Juli 2018

Nach einer Feier zum runden Geburtstag in Hilden geht es am folgenden Nachmittag auf einen alt bekannten, schönen Stellplatz in den Weinbergen bei Mainz.

Ein Tag mehr wäre schön, aber mal wieder hat Plümo einen Termin in „Waldhäusel“, Alarmanlageneinbau. Noch glauben wir während der Einbauzeit an eine Radtour aber bei drückender Hitze verschlägt es uns dann doch in ein großes Einkaufszentrum. Punkt 16:30 Uhr ist Plümo fertig, den Dieben keine Chance, jetzt hupt es wie verrückt bei Öffnen von Türen, Dachhauben oder Fenstern, sicher ist sicher für die nächste Winterreise.

Hitzeflucht für die Nacht ist angesagt, schnell an an den Rhein

und die schönen Tücher aus Mexiko als Sonnenschutz eingesetzt. Wir nehmen ein spätes Bad im Fluss

und die Sonne gibt mal wieder alles.

Eine Nacht sollte es sein, daraus wird eine Woche, besser geht nicht, kostenlos, jeden Morgen und Abend ein kühles Vollbad und tagsüber einige Touren mit den kleinen Flitzern.

Dabei begegnen uns so manch typische Spracheigentümlichkeiten

sowie Wildlive

und wir brechen den Rekord der letzten Jahre.

Mit einem lachenden und einem weinenden Auge geht es weiter südlich, denn viele befreundete „Südamerikafahrer“ sind gerade in Deutschland, ein Treffen muss her. Der Schwarzwald liegt für alle gut erreichbar, zufällig entdecken wir auf dem Weg die größte Schwarzwalduhr der Welt

sowie eine unglaubliche Verkaufsausstellung der Gleichen in klein bis teuer.

Auch Lothar findet ein tolles Utensil, da kann er endlich getarnt grummeln 🙂 .

Freitagabend treffen die ersten Reisenden ein und das gemeinsame Frühstück findet bei viel Sonne und Erzählen statt. Danke an Marina und Ulli, sie hatten die weiteste Anreise von Hamburg.

Für ein paar Stunden gehen alle getrennter Wege. Zum Stellplatz gehört eine Therme und die Meisten gehen baden. Für uns beide ist es im Solebad am Wochenende zu voll, daher erkunden wir mit den Rädern ein wenig die Umgebung.

Sogar die Schwarzwaldklinik gibt es hier:

Am Sonntag sind alle angekommen und abends kommt das Pizzataxi, bei kühlen Temperaturen lecker!

Montags ist wieder Bewegung angesagt, auf die Räder, die Therme kommt später dran.
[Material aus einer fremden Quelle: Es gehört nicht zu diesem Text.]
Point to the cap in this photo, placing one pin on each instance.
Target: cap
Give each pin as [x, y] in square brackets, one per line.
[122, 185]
Es gibt die Neckarquelle

und ein paar Ureinwohner.

Auf dem Rückweg holt uns ein Gewitter ein, patschnass erreichen wir Plümo, schnell in die Therme, so gefällt das warme Wasser heute. Dort hocken natürlich auch die „üblichen Verdächtigen“ vor den Sprudeldüsen, ebenfalls nass 🙂 .

Mittwoch müssen die „Letzten“ fahren, ein buntes Fahrzeuggemisch, wobei 2 davon geliehen sind, die Eigenen parken in Uruguay und Brasilien. Sehr schön war es alle wieder zu sehen.

Rekordhitze wird für unsere letzte terminfreie Woche angekündigt, also wohin? Die Nordsee würde gefallen aber es sind Sommerferien, geht gar nicht. Aus Erfahrung ist es an der Ahr im Sommer immer leer, also hin. Eine den Temperaturen angepasste Radtour

läßt uns aber dann zweifeln ob wir hier richtig sind.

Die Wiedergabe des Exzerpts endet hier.